Quelques pelletées de terre à Colombey …

, par  DMigneau , popularité : 0%

Quelques pelletées de terre à Colombey …

Devant faire face à une rentrée calamiteuse – sondages en berne, démissions ministérielles, rebondissements de " l’affaire Benalla ", chiffres de la croissance décevants … -, Emmanuel Macron s’en est allé tacher de " redorer son blason " à Colombey-les-deux-Eglises, en allant prononcer un de ses " grands discours républicains " dont il a " le secret " sur la tombe du General de Gaulle, le jour du 60eme anniversaire de la Constitution de cette Vème République qui l’a fait roi.

" Récupérateur en diable " de pans d’une histoire de France qu’en dépit – ou grâce à – de ses études auprès de Paul Ricoeur, il foule aux pieds, " l’enfant sacré " de la Maison Rothschild, grande ennemie historique du Général, a donc récité l’homélie la main " sur le cœur " et le regard grave.

Quelques petits jours seulement après sa sympathique visite filmée dans la famille d’un ancien petit braqueur sur l’Ile de Saint Martin. Visite à propos de laquelle on apprit plus tard que le second jeune homme de la photo, celui qui fait un sympathique « doigt d’honneur », était directement lié au trafic de la cocaïne localement.

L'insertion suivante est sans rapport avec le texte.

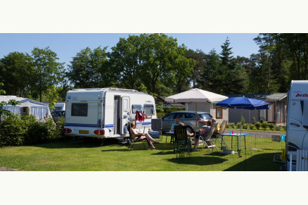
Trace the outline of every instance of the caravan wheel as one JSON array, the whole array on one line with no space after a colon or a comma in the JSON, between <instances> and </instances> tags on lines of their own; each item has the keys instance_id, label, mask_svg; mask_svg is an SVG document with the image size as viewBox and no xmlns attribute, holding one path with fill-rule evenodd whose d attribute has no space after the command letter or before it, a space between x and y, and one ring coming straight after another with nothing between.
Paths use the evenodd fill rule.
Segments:
<instances>
[{"instance_id":1,"label":"caravan wheel","mask_svg":"<svg viewBox=\"0 0 308 205\"><path fill-rule=\"evenodd\" d=\"M187 132L188 132L188 133L193 133L193 128L191 128L191 126L186 126L186 130L187 130Z\"/></svg>"}]
</instances>

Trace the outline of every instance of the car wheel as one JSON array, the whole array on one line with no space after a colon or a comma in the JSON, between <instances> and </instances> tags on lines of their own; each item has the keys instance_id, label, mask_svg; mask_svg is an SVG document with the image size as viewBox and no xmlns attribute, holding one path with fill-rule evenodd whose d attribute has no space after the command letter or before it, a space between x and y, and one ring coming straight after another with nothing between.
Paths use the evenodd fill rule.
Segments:
<instances>
[{"instance_id":1,"label":"car wheel","mask_svg":"<svg viewBox=\"0 0 308 205\"><path fill-rule=\"evenodd\" d=\"M191 126L187 126L186 127L186 130L187 130L187 132L188 132L188 133L193 133L193 128L191 128Z\"/></svg>"}]
</instances>

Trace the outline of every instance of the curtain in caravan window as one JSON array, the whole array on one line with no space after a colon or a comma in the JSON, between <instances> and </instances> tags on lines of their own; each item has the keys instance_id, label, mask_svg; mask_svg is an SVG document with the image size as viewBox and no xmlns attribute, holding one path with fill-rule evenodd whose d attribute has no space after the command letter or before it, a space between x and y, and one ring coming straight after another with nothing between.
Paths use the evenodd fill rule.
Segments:
<instances>
[{"instance_id":1,"label":"curtain in caravan window","mask_svg":"<svg viewBox=\"0 0 308 205\"><path fill-rule=\"evenodd\" d=\"M281 123L281 104L277 104L277 123Z\"/></svg>"},{"instance_id":2,"label":"curtain in caravan window","mask_svg":"<svg viewBox=\"0 0 308 205\"><path fill-rule=\"evenodd\" d=\"M260 110L260 120L261 119L265 120L265 110Z\"/></svg>"},{"instance_id":3,"label":"curtain in caravan window","mask_svg":"<svg viewBox=\"0 0 308 205\"><path fill-rule=\"evenodd\" d=\"M37 116L37 118L44 120L46 114L48 113L48 107L31 107L31 115Z\"/></svg>"},{"instance_id":4,"label":"curtain in caravan window","mask_svg":"<svg viewBox=\"0 0 308 205\"><path fill-rule=\"evenodd\" d=\"M9 111L14 114L20 114L20 107L16 106L4 106L4 110Z\"/></svg>"}]
</instances>

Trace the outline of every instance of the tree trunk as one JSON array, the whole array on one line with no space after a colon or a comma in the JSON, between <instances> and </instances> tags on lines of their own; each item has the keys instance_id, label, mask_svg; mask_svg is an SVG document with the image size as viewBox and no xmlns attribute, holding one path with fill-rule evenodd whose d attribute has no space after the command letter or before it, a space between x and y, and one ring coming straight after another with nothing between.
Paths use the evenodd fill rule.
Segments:
<instances>
[{"instance_id":1,"label":"tree trunk","mask_svg":"<svg viewBox=\"0 0 308 205\"><path fill-rule=\"evenodd\" d=\"M271 66L269 66L269 63L271 63L271 54L269 55L269 61L268 61L268 63L267 63L267 92L269 92L269 93L270 92L269 78L270 78L270 76L271 76L271 74L270 74L270 68L271 68Z\"/></svg>"}]
</instances>

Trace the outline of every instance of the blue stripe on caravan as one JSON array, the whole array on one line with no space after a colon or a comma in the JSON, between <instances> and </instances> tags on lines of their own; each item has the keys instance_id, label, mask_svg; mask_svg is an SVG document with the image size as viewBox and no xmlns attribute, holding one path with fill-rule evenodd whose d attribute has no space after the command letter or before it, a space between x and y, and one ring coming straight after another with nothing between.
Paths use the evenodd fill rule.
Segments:
<instances>
[{"instance_id":1,"label":"blue stripe on caravan","mask_svg":"<svg viewBox=\"0 0 308 205\"><path fill-rule=\"evenodd\" d=\"M65 126L97 128L96 124L65 123Z\"/></svg>"}]
</instances>

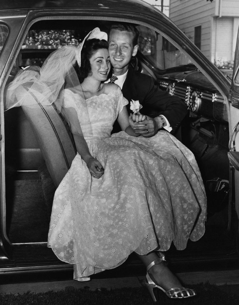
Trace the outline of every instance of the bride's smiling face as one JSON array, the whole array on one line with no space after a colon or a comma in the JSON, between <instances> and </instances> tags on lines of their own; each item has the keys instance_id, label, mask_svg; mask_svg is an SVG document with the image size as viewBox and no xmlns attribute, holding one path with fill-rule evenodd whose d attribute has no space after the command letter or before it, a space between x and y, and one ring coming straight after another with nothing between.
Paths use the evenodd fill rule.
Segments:
<instances>
[{"instance_id":1,"label":"bride's smiling face","mask_svg":"<svg viewBox=\"0 0 239 305\"><path fill-rule=\"evenodd\" d=\"M107 49L98 50L90 59L90 63L92 73L91 77L101 81L106 80L110 69L108 50Z\"/></svg>"}]
</instances>

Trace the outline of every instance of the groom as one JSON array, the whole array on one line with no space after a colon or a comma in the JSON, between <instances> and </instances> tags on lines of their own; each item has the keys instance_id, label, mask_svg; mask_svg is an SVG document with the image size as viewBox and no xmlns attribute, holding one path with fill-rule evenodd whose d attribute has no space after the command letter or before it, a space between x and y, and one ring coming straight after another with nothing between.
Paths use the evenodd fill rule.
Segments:
<instances>
[{"instance_id":1,"label":"groom","mask_svg":"<svg viewBox=\"0 0 239 305\"><path fill-rule=\"evenodd\" d=\"M109 33L109 50L113 74L105 82L115 82L120 86L129 101L127 107L129 113L132 99L138 100L143 106L140 113L147 116L144 121L146 125L136 127L136 133L151 137L162 128L174 133L186 116L187 107L179 98L159 89L151 77L136 72L129 66L132 56L135 56L138 50L137 30L130 23L114 23ZM120 130L119 126L114 126L113 132ZM147 130L148 131L146 133Z\"/></svg>"}]
</instances>

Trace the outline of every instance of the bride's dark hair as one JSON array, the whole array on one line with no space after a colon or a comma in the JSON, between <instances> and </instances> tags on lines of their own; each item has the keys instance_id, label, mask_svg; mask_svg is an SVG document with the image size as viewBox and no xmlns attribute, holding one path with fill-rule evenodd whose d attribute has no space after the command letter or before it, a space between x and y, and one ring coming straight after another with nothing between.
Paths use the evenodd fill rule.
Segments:
<instances>
[{"instance_id":1,"label":"bride's dark hair","mask_svg":"<svg viewBox=\"0 0 239 305\"><path fill-rule=\"evenodd\" d=\"M85 41L81 53L80 67L77 69L80 82L82 82L91 72L90 59L93 55L101 49L108 50L108 43L104 39L93 38Z\"/></svg>"}]
</instances>

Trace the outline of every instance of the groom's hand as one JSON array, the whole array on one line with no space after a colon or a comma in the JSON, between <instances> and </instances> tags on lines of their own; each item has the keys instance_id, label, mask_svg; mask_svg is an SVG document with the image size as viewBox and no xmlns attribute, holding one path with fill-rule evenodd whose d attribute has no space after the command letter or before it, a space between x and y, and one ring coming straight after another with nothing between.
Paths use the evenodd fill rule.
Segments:
<instances>
[{"instance_id":1,"label":"groom's hand","mask_svg":"<svg viewBox=\"0 0 239 305\"><path fill-rule=\"evenodd\" d=\"M149 138L156 134L159 129L162 128L162 126L159 126L160 124L161 120L157 120L157 118L154 119L148 116L145 116L146 119L140 122L140 124L144 124L144 125L137 126L137 124L135 123L133 129L137 135Z\"/></svg>"}]
</instances>

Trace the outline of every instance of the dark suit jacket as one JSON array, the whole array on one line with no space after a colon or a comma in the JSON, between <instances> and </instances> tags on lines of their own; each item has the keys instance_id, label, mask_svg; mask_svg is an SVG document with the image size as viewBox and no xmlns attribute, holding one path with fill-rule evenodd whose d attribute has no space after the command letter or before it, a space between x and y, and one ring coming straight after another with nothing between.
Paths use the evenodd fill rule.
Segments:
<instances>
[{"instance_id":1,"label":"dark suit jacket","mask_svg":"<svg viewBox=\"0 0 239 305\"><path fill-rule=\"evenodd\" d=\"M174 133L187 113L185 103L177 96L173 96L159 89L150 76L134 71L130 66L122 88L124 96L129 101L127 107L129 113L131 99L138 100L143 106L140 113L151 117L160 114L167 118ZM119 125L118 125L119 126ZM116 124L113 132L118 132Z\"/></svg>"}]
</instances>

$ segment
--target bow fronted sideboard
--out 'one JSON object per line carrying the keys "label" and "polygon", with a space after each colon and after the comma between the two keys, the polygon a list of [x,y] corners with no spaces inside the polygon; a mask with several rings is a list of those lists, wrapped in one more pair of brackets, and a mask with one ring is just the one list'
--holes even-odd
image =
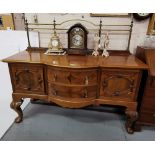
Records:
{"label": "bow fronted sideboard", "polygon": [[7,62],[12,82],[12,102],[18,117],[24,98],[54,102],[66,108],[88,105],[125,107],[127,132],[137,120],[137,95],[147,65],[134,55],[45,55],[44,50],[19,52]]}

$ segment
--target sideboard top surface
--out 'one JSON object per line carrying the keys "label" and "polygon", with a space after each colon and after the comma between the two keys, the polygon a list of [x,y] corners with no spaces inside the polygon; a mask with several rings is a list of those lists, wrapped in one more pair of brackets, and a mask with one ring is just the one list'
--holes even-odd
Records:
{"label": "sideboard top surface", "polygon": [[57,67],[67,68],[91,68],[91,67],[107,67],[107,68],[133,68],[147,69],[147,65],[134,55],[115,56],[111,55],[107,58],[91,55],[46,55],[42,51],[23,51],[14,54],[2,60],[7,63],[34,63],[47,64]]}
{"label": "sideboard top surface", "polygon": [[155,76],[155,49],[147,49],[145,55],[150,75]]}

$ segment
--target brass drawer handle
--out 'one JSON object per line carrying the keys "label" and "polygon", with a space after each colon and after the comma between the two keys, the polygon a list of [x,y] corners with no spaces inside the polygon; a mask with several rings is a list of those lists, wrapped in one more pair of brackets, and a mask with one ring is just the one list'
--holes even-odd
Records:
{"label": "brass drawer handle", "polygon": [[57,91],[53,89],[52,94],[56,96],[57,95]]}
{"label": "brass drawer handle", "polygon": [[88,76],[85,76],[85,85],[88,85]]}
{"label": "brass drawer handle", "polygon": [[29,91],[30,91],[30,90],[31,90],[31,87],[28,87],[28,88],[27,88],[27,90],[29,90]]}
{"label": "brass drawer handle", "polygon": [[56,82],[56,80],[57,80],[57,75],[54,74],[54,82]]}
{"label": "brass drawer handle", "polygon": [[71,75],[71,73],[69,73],[69,75],[67,76],[69,83],[71,83],[71,78],[72,78],[72,75]]}
{"label": "brass drawer handle", "polygon": [[114,96],[120,96],[120,91],[115,91],[115,92],[113,93],[113,95],[114,95]]}
{"label": "brass drawer handle", "polygon": [[87,91],[87,89],[84,89],[84,98],[88,98],[88,91]]}

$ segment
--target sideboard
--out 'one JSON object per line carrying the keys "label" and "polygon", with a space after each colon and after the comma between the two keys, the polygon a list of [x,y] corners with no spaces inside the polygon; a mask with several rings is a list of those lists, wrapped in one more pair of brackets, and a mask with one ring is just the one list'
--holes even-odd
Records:
{"label": "sideboard", "polygon": [[54,102],[66,108],[88,105],[125,107],[126,130],[134,132],[137,120],[137,95],[142,71],[147,65],[134,55],[45,55],[44,50],[19,52],[3,59],[12,82],[12,102],[18,117],[24,98]]}
{"label": "sideboard", "polygon": [[136,126],[155,126],[155,48],[137,47],[136,56],[148,65],[139,93],[139,118]]}

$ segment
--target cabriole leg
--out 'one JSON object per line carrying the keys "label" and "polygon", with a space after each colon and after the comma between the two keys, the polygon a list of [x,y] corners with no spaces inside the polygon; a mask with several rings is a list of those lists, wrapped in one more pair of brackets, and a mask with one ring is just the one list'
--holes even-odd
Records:
{"label": "cabriole leg", "polygon": [[22,109],[21,109],[21,105],[23,103],[23,99],[20,99],[18,101],[16,100],[13,100],[10,104],[10,107],[17,112],[18,116],[16,117],[15,119],[15,122],[16,123],[20,123],[22,120],[23,120],[23,112],[22,112]]}
{"label": "cabriole leg", "polygon": [[133,134],[135,130],[135,122],[138,119],[138,113],[136,111],[126,111],[127,120],[125,127],[128,133]]}

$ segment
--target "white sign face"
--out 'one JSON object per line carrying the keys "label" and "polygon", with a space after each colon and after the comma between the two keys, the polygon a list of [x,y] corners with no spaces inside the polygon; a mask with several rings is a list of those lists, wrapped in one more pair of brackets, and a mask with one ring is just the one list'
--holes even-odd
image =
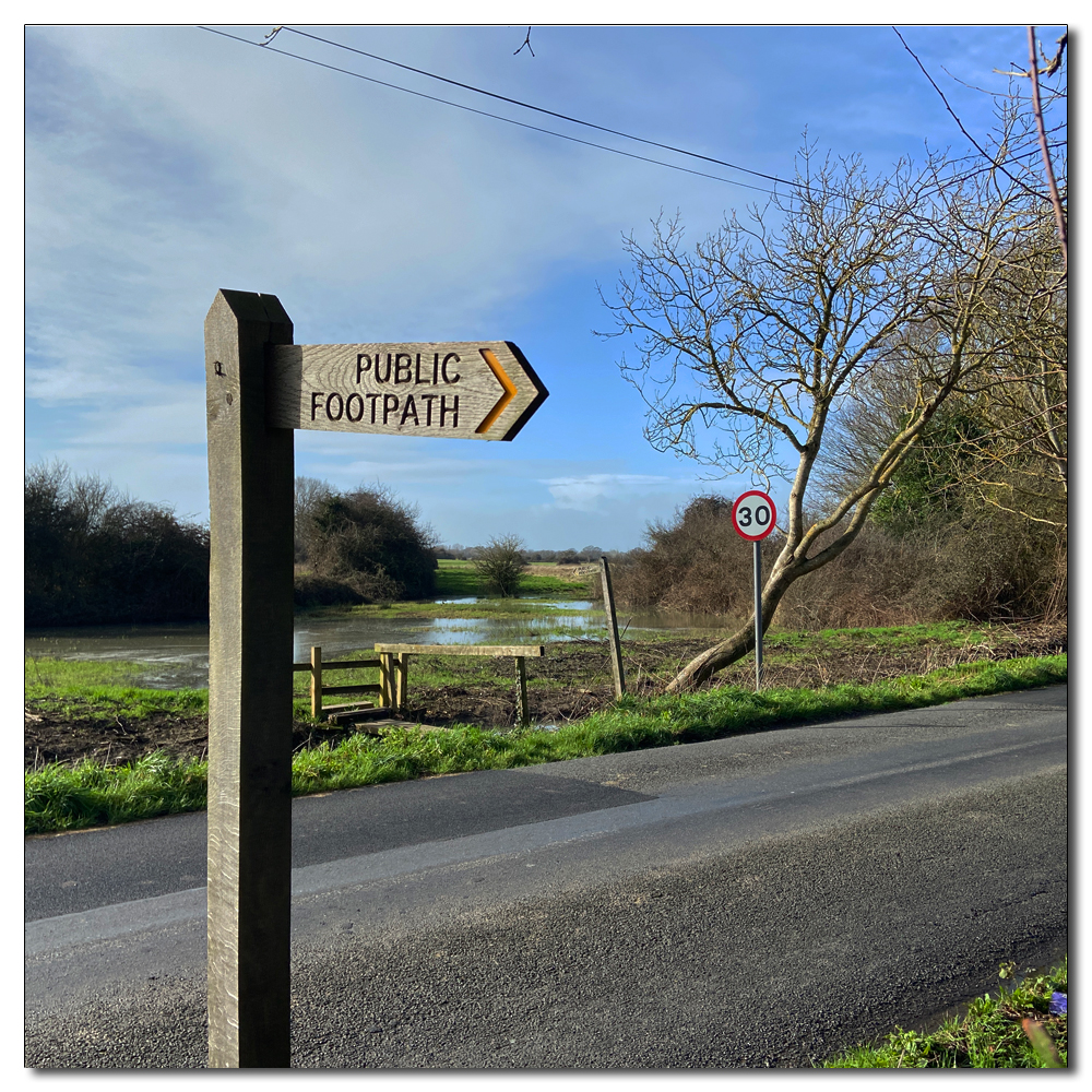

Ces deux-là que Macron qualifie " d’enfants de France ", le Général, plus circonspect, quelque peu plus exigeant, d’aucuns diraient austère, les qualifiait de « chienlit ».

On n’imagine aucun des supporters de Macron parmi la foule sur les Champs Elysées pour fêter le retour du Général le lendemain de 68, davantage dans le quartier latin à jeter des pavés. Macron, d’ailleurs, était à deux doigts de nommer Cohn Bendit, celui que De Gaulle expulsa, à la place de Hulot.

A y regarder de près, absolument aucun des item de l’actuel monarque ne rencontrerait l’aval du vieux libérateur de la France.

« L’Union Européenne », c’est-à-dire « l’Europe » sous le joug américain, De Gaulle n’en voulait pas, lui préférant une Europe des Nations.

Au tout pour les " ultra-riches " le Général voulait substituer la redistribution des bénéfices au profit des travailleurs et le respect du code du Travail.

A l’alignement aveugle sur l’OTAN, De Gaulle répondait en quittant son « Conseil de sécurité » et en discutant à équidistance avec chacun, ne se mêlant à aucun. Or, la voix de Macron, qui relaie-t-elle ?

A quelle puissance se rattache t-elle ? …

A la France ? Sûrement pas.

Le petit " fondé de pouvoir ", dépeceur de la Nation et de « l’Etat providence », fait un " grand écart " avec les mots afin de cacher les maux qu’il nous inflige, selon sa bonne méthode du " en même temps ".

Dire tout et le contraire de tout, casser les pauvres à domicile puis pleurer à l’ONU sur leur sort, vanter les « vagues migratoires » puis rejeter " l’Aquarius " vers Malte, " faire risette " autant aux LGBT qu’à " la Manif pour Tous ". Etc …

Faire un " signe de croix " devant la tombe de la figure tutélaire, " plier genou " et réciter le " Notre Père " ne suffit pas à masquer une évidence que de plus en plus de français, lesquels après seulement un an ont offert le titre de " Pire de tous les monarques de la Vème " à Macron, ont compris, un peu tard, hélas !!

En dépit de ses " sourires caméras " et de ses mots pleins de glucose, l’actuel locataire de l’Elysée ne leur veut aucun bien.

Bien au contraire.

Il aura fallu soixante années pour que le piège se referme sur la constitution écrite par De Gaulle à sa mesure et pour lui-même.

Soixante ans pour que l’évidence éclate.

" Le ver était dans le fruit ", le texte, dès l’origine, offrait en germe la France aux pouvoirs de l’étranger en concentrant bien trop de pouvoirs dans les mains d’un seul.

La tentative de retrouver " la grandeur " fut noble et admirablement incarnée par son créateur, de loin le président préféré des français.

Le pouvoir de l’argent est passé par là, a " graissé les pattes ", fait actionner les grands médias privés, et les électeurs, ces français que De Gaulle qualifiait parfois " de veaux ", ont fait le reste.